In one embodiment of the invention, complete process comprises the recovery of host cell and concentrates, and is to discharge CRM from pericentral siphon subsequently by osmotic shock ₁₉₇, and the flocculation of follow-up cell debris.Then the clarification module of two-stage (centrifugal+Depth Filtration) is removed cell debris.Then, anion-exchange chromatography is for catching CRM from albumen impurity, residual medium and buffer composition were ₁₉₇.By follow-up hydroxyapatite chromatography step, can realize the further removal of intracellular toxin and residual protein.Ultrafiltration is for concentrated batch and exchange to the 100mM potassiumphosphate of pH7.2.Circulation anion exchange membrane facing is analysed as last precision work step, and biological load reduces filtration complete process.

A use hydroxyapatite subsequently process of the present invention of multi-mode chromatography shows below.

Diphtheria toxin or its mutant version that the method according to this invention obtains can be used by method well known to those skilled in the art in liquid composition.

Specific embodiments described herein only provides by the mode of example, and the present invention is only limited together with the four corner of the Equivalent of these claim entitles by the term of appended claim.Really, various modification of the present invention and those herein shown in and the modification described from description above and accompanying drawing, will become apparent for those skilled in the art.These are modified intention and fall in the scope of claims.

Embodiment

purified reagent

Ammonium sulfate, calcium chloride, Zonon D, magnesium salts, potassium primary phosphate, Repone K, potassium hydroxide, sodium-chlor, sucrose, MOPS, Tris, sodium hydroxide and hydrochloric acid obtain from Advantor Performance Materials (Phillipsburg, NJ).Glycerine, IPTG, polymine and dipotassium hydrogen phosphate are all purchased from Sigma-Aldrich Co. (St.
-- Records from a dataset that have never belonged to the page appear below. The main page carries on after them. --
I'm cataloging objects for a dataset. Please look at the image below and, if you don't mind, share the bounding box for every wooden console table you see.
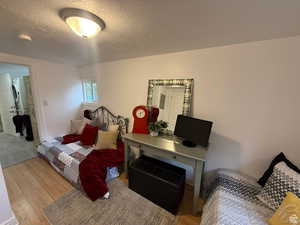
[123,133,207,215]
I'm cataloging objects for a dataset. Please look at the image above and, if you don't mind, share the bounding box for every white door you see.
[0,74,16,135]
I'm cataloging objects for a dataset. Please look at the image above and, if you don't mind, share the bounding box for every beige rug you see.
[45,179,175,225]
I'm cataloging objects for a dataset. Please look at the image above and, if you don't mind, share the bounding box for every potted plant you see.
[148,120,168,136]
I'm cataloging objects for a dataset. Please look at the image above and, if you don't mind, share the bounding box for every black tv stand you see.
[182,140,197,148]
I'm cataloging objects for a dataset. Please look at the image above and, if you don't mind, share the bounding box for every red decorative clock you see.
[132,105,149,134]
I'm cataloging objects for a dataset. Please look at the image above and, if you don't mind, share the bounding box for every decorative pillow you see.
[95,130,119,150]
[257,152,300,186]
[107,124,119,131]
[77,118,93,135]
[71,120,83,134]
[269,192,300,225]
[256,162,300,210]
[80,124,98,146]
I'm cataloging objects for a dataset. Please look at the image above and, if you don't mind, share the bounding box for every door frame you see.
[0,60,45,142]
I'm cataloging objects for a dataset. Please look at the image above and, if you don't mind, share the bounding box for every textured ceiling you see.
[0,0,300,65]
[0,63,29,77]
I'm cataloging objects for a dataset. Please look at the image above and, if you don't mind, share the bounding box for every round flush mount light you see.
[59,8,105,39]
[18,34,32,41]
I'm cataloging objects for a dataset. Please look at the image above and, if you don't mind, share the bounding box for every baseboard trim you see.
[0,214,19,225]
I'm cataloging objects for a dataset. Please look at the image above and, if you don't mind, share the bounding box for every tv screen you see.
[174,115,213,147]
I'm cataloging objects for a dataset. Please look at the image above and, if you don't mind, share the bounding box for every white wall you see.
[80,36,300,177]
[0,53,82,139]
[0,165,18,224]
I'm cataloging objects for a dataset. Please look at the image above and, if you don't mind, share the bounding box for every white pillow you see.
[256,162,300,210]
[107,124,119,131]
[95,130,119,150]
[71,120,83,134]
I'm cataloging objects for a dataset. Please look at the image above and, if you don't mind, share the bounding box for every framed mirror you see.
[147,79,194,133]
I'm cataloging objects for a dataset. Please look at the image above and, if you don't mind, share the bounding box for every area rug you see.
[44,179,176,225]
[0,133,37,168]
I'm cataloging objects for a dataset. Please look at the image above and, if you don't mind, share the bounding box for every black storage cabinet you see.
[128,156,185,214]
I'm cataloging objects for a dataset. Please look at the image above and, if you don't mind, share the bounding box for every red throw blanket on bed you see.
[79,141,124,201]
[62,134,80,145]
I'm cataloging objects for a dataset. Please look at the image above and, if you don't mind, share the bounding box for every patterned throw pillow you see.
[257,162,300,210]
[269,192,300,225]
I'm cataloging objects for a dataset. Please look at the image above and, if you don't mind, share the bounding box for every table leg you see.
[193,161,204,215]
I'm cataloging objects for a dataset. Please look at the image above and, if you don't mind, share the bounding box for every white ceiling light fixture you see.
[18,34,32,41]
[59,8,105,39]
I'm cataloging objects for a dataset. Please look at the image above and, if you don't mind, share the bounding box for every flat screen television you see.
[174,115,213,147]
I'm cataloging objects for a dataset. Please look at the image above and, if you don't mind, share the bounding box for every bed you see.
[38,106,128,189]
[201,169,274,225]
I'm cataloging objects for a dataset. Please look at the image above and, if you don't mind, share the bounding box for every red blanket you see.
[62,134,80,145]
[79,141,124,201]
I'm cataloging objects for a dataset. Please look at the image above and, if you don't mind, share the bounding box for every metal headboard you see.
[84,106,129,134]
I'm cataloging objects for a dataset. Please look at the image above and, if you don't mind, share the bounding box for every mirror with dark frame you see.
[147,79,194,134]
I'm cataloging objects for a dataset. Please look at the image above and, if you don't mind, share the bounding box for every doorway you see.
[0,63,39,168]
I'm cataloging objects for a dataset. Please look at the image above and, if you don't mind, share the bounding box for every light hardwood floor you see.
[3,158,200,225]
Louis, MO).Hydroxyapatite chromatography medium obtains from Bio-Rad Laboratories Inc. (Hercules, CA).Tris hydrochloric acid obtains from Amresco Inc. (Solon, OH).Capto Q, Capto-MMC and Capto Adhere chromatography media obtain from GE Healthcare (Upsala, Sweden).

fermentation

Use method well known to those skilled in the art (to be for example disclosed in H. Jin etc., Soluble periplasmic production of human granulocyte colony-stimulating factor (G-CSF) in pseudomonas fluorescens, Protein Expr. Purif. (2011), doi:10.1016/j.pep.2011.03.002), except scale, amplify, in 250L or 1500L bio-reactor, prepare about 200L or 1300L Pseudomonas fluorescens fermented liquid.1300L volume purge process produces the CRM of concentration>=50 g/L of about 9L purifying conventionally ₁₉₇.This changes into>=30% the process rate of recovery (process recovery) or>=0.3 g CRM ₁₉₇the throughput of/L fermentation.

embodiment 1: use hydroxyapatite chromatography purifying

Tested the suitability of hydroxyapatite chromatography.Before hydroxyapatite chromatography, comprise the anion-exchange chromatography step of standard, to increase purity of protein to > 90%, and reduce intracellular toxin.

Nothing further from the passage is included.